The client application needs a trusted certificate.
How to generate this file? I tried a lot in the internet and did not find anything useful.
You can use either.
keytool -exportcert -keystore ksfile.p12 [-alias name] [-rfc] [-file file]
You can use the abbreviation -export for -exportcert. If you omit -file output is to standard output, which you can redirect or pipe in the usual way. If you don't specify -rfc the output is DER; if you do the output is PEM. PEM is usually better for copying to other systems, although most things that import certs nowadays can accept either DER or PEM. If you omit -file and don't redirect and thus output to your terminal (console, etc), PEM works but DER is always unusable and sometimes screws up your terminal/display/whatever.
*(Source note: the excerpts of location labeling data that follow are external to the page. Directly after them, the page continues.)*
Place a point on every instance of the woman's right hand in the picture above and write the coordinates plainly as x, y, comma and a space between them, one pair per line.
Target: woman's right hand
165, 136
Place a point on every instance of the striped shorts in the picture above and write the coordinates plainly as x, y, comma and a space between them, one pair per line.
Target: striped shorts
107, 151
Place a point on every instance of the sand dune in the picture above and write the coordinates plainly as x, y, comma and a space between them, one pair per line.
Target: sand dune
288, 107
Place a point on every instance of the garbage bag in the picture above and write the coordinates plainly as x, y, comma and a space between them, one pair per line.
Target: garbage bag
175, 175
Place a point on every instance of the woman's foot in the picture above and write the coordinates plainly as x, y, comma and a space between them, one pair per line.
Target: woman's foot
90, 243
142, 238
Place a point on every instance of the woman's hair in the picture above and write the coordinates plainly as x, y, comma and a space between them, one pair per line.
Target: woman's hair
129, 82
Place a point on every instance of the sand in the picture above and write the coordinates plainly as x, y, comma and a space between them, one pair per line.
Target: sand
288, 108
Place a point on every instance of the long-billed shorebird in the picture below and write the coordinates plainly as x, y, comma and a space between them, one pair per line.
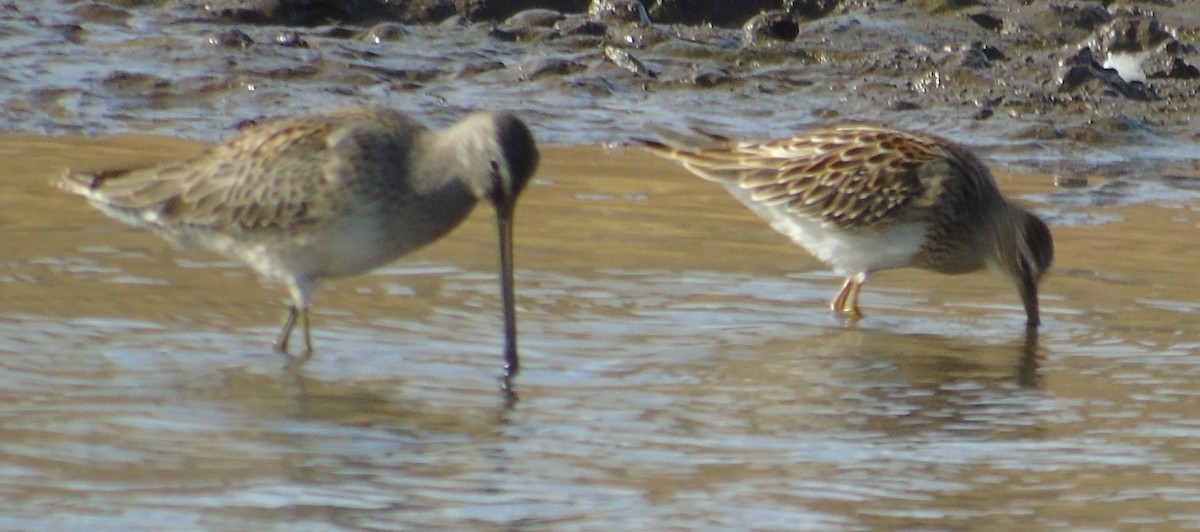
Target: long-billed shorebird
334, 195
865, 198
openssl pkcs12 -in ksfile.p12 -nokeys -clcerts [-out file]
outputs the certificate(s) in PEM (no option for DER here, although some other OpenSSL functions have DER options). If you omit -out output is to standard output. If you have only one entry in the keystore, this will be the correct one. If you have multiple entries, this outputs all of them, and you must look at the 'comments' about friendlyname, issuer, and subject to identify the correct one.
See the man page on your system man pkcs12 or in recent versions man openssl-pkcs12 or on the web.